Referer Header in Web Scraping

The word Referer is officially mispelled. Natural English spelling is Referrer (note the double r), but it has been adopted to the HTTP standard before it could be fixed.

The Referer header identifies what referred the client to this page. In other words, it indicates the last page the client was on before the current one.

The Referer can be used to lock certain areas of the page to specific browsing patterns. For example, product reviews should only be visible to clients who are coming from the product page.

This pattern is often encountered in web scraping where the Referer header is being used to prevent pages from being scraped or accidentally accessed through unsupported means.

Referer can also play a role in web scraper blocking through browsing pattern tracking. In other words, if your scraper is not sending Referer but every real user is - then it's easy to detect your scraper. So, it's important to consider this header and ensure it behaves naturally when scaling up web scrapers.

Real Life Example

To illustrate this, let's take a look at Referer-locked page example on web-scraping.dev

The backend API used to paginate the /testimonials page requires a Referer header to be set to the current page URL to respond with data.

We can observe this by taking a look at the Developer Tools (F12 key) and inspecting the Network Tab. As we scroll the page web-scraping.dev is making requests to backend API to fetch more testimonials. In each of these requests, the browser is automatically adding Referer header.

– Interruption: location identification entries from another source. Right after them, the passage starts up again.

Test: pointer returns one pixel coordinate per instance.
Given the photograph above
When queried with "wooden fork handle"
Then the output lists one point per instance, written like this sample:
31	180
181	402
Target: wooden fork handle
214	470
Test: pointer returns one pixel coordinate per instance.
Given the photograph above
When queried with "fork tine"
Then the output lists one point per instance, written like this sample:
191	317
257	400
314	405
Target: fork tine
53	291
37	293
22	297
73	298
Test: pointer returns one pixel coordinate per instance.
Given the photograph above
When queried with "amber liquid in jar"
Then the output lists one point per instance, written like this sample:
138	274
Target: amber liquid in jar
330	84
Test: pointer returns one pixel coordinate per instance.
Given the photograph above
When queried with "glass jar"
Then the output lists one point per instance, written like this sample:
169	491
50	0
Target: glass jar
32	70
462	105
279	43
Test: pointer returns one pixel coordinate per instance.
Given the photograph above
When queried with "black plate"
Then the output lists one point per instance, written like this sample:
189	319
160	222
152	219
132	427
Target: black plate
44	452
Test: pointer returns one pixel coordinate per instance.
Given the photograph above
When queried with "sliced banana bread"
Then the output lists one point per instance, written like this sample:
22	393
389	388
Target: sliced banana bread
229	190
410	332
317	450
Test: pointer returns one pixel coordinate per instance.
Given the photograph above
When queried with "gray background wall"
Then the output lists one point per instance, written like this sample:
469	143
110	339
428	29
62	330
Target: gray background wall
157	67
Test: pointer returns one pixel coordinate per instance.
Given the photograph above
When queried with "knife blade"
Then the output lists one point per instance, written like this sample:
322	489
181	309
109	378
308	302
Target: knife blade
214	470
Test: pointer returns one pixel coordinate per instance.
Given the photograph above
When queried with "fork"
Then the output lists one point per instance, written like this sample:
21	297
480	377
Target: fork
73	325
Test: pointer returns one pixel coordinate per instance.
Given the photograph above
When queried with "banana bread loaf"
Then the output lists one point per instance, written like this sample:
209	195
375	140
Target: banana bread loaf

The Referer includes the complete URL of the page we are coming from with the URL anchor removed (everything that comes after # symbol).

Without the Referer header the web-scraping.dev API will response with 4xx response code:

Scrapfly.py
Scrapfly.js
python
javascript
from scrapfly import ScrapflyClient, ScrapeConfig, UpstreamHttpClientError

client = ScrapflyClient(key="YOUR SCRAPFLY KEY")
try:
    result = client.scrape(
        ScrapeConfig(
            url="https://web-scraping.dev/api/testimonials",
        )
    )
except UpstreamHttpClientError as e:
    print(f"rejected, got response code: {e.http_status_code}")
    # 422
    print(e.api_response.content)
    # {"detail":[{"loc":["header","referer"],"msg":"field required","type":"value_error.missing"}]}
import { ScrapflyClient, ScrapeConfig } from 'scrapfly-sdk';
const client = new ScrapflyClient({ key: "YOUR SCRAPFLY KEY" });

try {
    const apiResponse = await client.scrape(
        new ScrapeConfig({
            url: 'https://web-scraping.dev/api/testimonials',
        }),
    );
    console.log(apiResponse);
} catch (error) {
    console.error(`reason: ${error}`);
    console.error(error.args.api_response.result.content);
    /*
    reason: Error: The website you target respond with an unexpected status code (>400) - The website you scrape respond with: 422 - Unprocessable Entity
    {"detail":[{"loc":["header","referer"],"msg":"field required","type":"value_error.missing"}]}
    */
}
import httpx  # or requests

response = httpx.get("https://web-scraping.dev/api/testimonials")
if response.status_code != 200:
    print(f"rejected, got response code: {response.status_code}")
print(response.json())
# {"detail":[{"loc":["header","referer"],"msg":"field required","type":"value_error.missing"}]}
import axios from 'axios'; // axios as http client

try {
    const response = await axios.get("https://web-scraping.dev/api/testimonials");
	console.log(response.data);
} catch (error) {
    console.error(`rejected, got response code: ${error.response.status}`);
    console.error(`reason: ${JSON.stringify(error.response.data)}`);
}
/*
rejected, got response code: 422
reason: {"detail":[{"loc":["header","referer"],"msg":"field required","type":"value_error.missing"}]}
*/

To fix this, let's include Referer in our headers. Usually, the Referer is set to the current or previous URL in the browsing session.

in web-scraping.dev example we have to set it to the testimonials home page:

Scrapfly.py
Scrapfly.js
python
javascript
from scrapfly import ScrapflyClient, ScrapeConfig

client = ScrapflyClient(key="YOUR SCRAPFLY KEY")
api_result = client.scrape(
    ScrapeConfig(
        url="https://web-scraping.dev/api/testimonials", headers={"Referer": "https://web-scraping.dev/testimonials"}
    )
)
print(len(api_result.content))
# 10338
import { ScrapflyClient, ScrapeConfig } from 'scrapfly-sdk';

const client = new ScrapflyClient({ key: "YOUR SCRAPFLY KEY" });

const apiResponse = await client.scrape(
    new ScrapeConfig({
        url: 'https://web-scraping.dev/api/testimonials',
        headers: {
            Referer: 'https://web-scraping.dev/testimonials'
        }
    }),
);
console.log(apiResponse.result.content.length);
// 10338
import httpx  # or requests

response = httpx.get(
    "https://web-scraping.dev/api/testimonials",
    headers={
        "Referer": "https://web-scraping.dev/testimonials",
    },
)
print(response.status_code)
# 200
print(len(response.text))
# 10338
import axios from 'axios'; // axios as http client

const response  = await axios.get(
    "https://web-scraping.dev/api/testimonials",
    { headers: {'Referer': 'https://web-scraping.dev/testimonials'}}
);
console.log(response.data.length);
// 10338